The 2001 Aston by-election was held in the Australian electorate of Aston in Victoria on 14 July 2001. The by-election was triggered by the death of the sitting member, the Liberal Party of Australia's Peter Nugent, on 24 April 2001. The writ for the by-election was issued on 1 June 2001.

==Background==
The by-election was an important test for the Liberal Party. The federal Liberal government had introduced a controversial Goods and Services Tax just over a year before, and unpopular sentiment surrounding the government and its GST were believed to have led to the defeat of the Coalition in Western Australia and Queensland state elections in landslides.
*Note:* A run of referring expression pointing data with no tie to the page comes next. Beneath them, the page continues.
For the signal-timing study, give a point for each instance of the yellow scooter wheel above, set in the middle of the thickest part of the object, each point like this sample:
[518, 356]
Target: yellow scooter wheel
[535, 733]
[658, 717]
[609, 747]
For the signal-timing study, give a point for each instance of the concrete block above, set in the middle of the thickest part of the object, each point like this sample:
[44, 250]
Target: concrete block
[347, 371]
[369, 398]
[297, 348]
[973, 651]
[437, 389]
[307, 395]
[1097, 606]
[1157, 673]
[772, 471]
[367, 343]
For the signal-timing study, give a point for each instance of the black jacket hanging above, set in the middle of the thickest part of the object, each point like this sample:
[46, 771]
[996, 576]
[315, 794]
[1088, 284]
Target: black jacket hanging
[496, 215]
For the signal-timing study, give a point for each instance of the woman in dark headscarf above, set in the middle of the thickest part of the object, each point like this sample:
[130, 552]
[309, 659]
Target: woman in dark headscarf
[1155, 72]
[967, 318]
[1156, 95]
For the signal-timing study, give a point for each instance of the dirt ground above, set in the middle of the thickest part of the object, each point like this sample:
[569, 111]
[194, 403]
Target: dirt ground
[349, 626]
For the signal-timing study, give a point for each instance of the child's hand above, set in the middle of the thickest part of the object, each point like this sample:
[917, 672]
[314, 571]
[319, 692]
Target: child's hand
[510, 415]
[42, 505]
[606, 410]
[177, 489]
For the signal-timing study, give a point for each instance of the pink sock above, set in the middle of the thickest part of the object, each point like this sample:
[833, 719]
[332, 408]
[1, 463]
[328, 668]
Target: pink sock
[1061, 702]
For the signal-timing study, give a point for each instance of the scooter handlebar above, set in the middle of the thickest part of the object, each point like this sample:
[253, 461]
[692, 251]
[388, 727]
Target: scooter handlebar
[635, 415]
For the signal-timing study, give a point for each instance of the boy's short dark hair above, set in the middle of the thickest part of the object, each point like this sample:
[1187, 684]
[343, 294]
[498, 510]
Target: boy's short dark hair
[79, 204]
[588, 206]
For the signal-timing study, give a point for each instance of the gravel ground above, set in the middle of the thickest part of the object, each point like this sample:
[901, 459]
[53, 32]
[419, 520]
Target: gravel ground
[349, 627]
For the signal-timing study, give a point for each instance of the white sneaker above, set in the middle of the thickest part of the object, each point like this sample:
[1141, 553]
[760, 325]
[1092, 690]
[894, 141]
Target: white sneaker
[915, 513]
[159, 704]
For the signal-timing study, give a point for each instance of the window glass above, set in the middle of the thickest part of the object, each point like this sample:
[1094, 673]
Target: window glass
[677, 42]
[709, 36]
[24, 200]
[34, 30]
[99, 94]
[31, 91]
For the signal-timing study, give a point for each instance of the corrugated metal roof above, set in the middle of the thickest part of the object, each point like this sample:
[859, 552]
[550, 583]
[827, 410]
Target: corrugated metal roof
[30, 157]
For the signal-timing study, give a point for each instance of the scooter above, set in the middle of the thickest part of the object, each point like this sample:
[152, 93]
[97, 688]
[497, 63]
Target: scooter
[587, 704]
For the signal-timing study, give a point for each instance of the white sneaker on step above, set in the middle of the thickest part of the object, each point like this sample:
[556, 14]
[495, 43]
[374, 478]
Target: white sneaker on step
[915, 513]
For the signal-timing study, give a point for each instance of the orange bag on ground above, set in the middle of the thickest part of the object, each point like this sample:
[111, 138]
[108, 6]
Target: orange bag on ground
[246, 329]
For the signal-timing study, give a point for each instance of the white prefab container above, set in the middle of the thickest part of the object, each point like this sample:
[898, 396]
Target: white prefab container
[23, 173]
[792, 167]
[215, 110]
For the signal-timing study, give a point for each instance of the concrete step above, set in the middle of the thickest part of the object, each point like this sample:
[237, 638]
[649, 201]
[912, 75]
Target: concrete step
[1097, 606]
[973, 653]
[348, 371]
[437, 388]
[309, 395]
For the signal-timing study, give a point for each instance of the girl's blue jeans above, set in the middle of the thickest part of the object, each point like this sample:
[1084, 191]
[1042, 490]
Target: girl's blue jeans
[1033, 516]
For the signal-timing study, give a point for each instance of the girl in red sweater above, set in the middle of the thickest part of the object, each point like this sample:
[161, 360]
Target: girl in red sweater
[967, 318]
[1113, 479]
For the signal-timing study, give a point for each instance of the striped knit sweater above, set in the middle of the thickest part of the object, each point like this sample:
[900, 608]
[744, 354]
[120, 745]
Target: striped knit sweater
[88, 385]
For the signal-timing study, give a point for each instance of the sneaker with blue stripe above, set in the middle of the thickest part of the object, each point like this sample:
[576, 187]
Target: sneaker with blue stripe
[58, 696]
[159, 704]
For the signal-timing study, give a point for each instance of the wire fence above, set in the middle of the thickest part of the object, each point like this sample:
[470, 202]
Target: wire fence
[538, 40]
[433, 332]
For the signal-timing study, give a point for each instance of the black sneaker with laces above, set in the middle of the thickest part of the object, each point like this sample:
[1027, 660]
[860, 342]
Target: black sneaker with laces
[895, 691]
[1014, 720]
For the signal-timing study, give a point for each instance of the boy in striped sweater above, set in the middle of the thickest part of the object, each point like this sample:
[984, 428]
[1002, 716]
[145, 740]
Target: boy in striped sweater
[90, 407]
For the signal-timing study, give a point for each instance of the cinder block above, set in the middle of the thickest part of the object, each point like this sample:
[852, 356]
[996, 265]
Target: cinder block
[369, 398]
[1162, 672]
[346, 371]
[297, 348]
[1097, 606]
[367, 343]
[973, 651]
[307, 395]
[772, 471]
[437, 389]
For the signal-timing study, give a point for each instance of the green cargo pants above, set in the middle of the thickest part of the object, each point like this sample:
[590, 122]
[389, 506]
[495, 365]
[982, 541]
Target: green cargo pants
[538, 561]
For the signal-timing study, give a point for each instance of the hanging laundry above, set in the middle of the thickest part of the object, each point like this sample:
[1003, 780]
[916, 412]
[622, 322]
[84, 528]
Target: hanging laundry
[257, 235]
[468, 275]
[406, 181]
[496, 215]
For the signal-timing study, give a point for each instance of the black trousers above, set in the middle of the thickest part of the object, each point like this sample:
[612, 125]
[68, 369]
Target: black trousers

The Liberals had also lost the seat of Ryan in a recent by-election, and the ALP led by Kim Beazley was ahead in opinion polls.

==Results==

Aston by-election, 2001
| Party |  | Candidate | Votes | % | ±% |
|  | Liberal | Chris Pearce | 31,640 | 40.73 | −7.76 |
|  | Labor | Kieran Boland | 28,716 | 36.96 | −1.55 |
|  | Democrats | Pierre Harcourt | 6,271 | 8.07 | +0.54 |
|  | Independent | Garry Scates | 3,401 | 4.38 | +4.38 |
|  | Greens | Mick Kir | 1,877 | 2.42 | +2.42 |
|  | One Nation | June Scott | 1,369 | 1.76 | −1.13 |
|  | Independent | Peter O'Loughlin | 1,160 | 1.49 | +1.49 |
|  | HEMP | Graeme Dunstan | 711 | 0.92 | +0.92 |
|  | Liberals for Forests | Luke James Chamberlain | 680 | 0.88 | +0.88 |
|  | No GST | Mark Sloan | 618 | 0.80 | +0.80 |
|  | Citizens Electoral Council | Doug Mitchell | 334 | 0.43 | +0.43 |
|  |  | Josephine Cox | 328 | 0.42 | +0.42 |
|  | Independent | Steve Raskovy | 227 | 0.29 | +0.29 |
|  | Hope | Tim Petherbridge | 232 | 0.30 | +0.30 |
|  |  | Mark Ward | 126 | 0.16 | +0.16 |
| Total formal votes |  |  | 77,690 | 94.16 | −3.01 |
| Informal votes |  |  | 4,819 | 5.84 | +3.01 |
| Turnout |  |  | 82,509 | 92.54 | −4.10 |
Two-party-preferred result
|  | Liberal | Chris Pearce | 39,299 | 50.58 | −3.66 |
|  | Labor | Kieran Boland | 38,391 | 49.42 | +3.66 |
|  | Liberal hold |  | Swing | −3.66 |  |

==Aftermath==
Chris Pearce won the by-election, retaining Aston for the Liberal Party, but suffering a swing of 3.66%. Prime Minister John Howard appeared on the first episode of the ABC program Insiders the next day, where he suggested that Labor's electoral momentum had been held in check, and the government was back in the game:

I believe that the Government is well and truly back in the game. If there were an unstoppable momentum for Labor to win the federal election, they'd have rolled us over in Aston.
— John Howard, ABC TV, 15 July 2001

The Howard government reportedly spent $700,000 on political advertising in the lead-up to the by-election.